Je veux pour toi dire mon chant suprême ;
Car pour une âme inhabile à s’ouvrir,
Il est si doux de redire qu’elle aime,
Quand ceux qu’elle aime ont dit : « Il faut partir. »
Oui, j’ai goûté rêve, avenir, tendresse ;
Sur moi des cieux il tomba quelques fleurs ;
Et cependant il manque à ma richesse :
Toi qui t’en vas, laisse-moi de tes pleurs.

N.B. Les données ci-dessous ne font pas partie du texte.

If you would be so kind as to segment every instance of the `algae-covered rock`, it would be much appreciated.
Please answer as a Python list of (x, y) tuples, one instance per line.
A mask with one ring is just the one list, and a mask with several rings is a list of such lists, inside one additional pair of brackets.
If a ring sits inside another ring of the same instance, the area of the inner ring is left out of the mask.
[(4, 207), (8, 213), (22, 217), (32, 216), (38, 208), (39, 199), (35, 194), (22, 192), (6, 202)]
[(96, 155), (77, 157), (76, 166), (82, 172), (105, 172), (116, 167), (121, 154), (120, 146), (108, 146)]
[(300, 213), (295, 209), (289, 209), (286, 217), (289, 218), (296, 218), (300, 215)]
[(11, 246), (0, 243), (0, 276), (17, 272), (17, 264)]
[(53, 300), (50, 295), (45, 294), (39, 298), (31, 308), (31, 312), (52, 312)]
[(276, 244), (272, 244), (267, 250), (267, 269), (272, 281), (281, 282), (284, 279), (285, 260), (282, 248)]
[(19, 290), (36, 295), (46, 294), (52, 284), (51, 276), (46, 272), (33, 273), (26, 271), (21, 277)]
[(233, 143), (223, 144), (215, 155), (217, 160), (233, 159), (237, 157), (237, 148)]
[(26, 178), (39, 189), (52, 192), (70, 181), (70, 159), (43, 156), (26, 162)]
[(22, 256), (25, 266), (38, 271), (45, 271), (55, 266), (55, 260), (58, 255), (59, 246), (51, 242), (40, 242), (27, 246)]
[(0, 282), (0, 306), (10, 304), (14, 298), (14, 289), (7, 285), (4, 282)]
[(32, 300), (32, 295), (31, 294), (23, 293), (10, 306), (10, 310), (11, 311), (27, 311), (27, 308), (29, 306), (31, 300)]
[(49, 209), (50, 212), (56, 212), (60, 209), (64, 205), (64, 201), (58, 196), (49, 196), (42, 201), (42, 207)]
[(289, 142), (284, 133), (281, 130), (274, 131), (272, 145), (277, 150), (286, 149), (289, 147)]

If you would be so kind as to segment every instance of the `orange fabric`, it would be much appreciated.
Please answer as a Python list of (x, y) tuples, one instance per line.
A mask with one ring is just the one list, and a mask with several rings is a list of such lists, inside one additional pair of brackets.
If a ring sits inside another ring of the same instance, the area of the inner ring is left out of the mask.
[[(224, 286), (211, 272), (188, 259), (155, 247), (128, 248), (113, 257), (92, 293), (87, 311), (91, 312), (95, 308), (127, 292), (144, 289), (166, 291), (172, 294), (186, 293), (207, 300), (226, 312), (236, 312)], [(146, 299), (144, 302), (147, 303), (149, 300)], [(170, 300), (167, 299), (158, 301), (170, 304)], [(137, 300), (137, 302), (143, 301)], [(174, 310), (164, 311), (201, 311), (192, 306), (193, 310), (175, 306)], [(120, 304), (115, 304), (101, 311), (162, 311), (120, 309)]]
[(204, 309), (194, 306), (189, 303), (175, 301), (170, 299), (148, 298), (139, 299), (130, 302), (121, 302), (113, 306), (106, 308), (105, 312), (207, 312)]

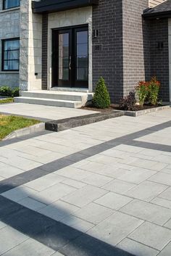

Je t’avais dit (ô rêve plein de charmes !) :
Je te suivrai loin de ton beau pays ;
Pour le pleurer nous confondrons nos larmes ;
Nous redirons nos jours évanouis.
Mais non, toujours il fallut à ma vie
Cet autre exil... solitude des cœurs !
Adieu ! là-bas, si quelque ami t’oublie,
Pauvre exilé, souviens-toi de mes pleurs.
Au loin les cieux ont des clartés sereines ;
Leur tendre amour t’y fait un avenir.
Vas, comme ici, là-bas, traîner tes chaînes,
Aimant beaucoup pour ne pas trop souffrir.
Et dans la nuit, quand naîtra ton étoile,
L’âme attentive à ses blanches lueurs,
Au vent natal tu livreras ta voile,
Et sur ces bords tu sécheras tes pleurs.
Pars, n’attends pas, délaisse nos rivages ;
Contre le cœur, l’espace est impuissant.
L’amitié, forte au travers des orages,
Plus nettement articule son chant.
Oh ! dans quel rire a-t-on pu se comprendre ?
Les saints amours sont fils de nos douleurs.
Joyeux élans doivent se désapprendre ;
Le ciel toujours se ressouvient des pleurs.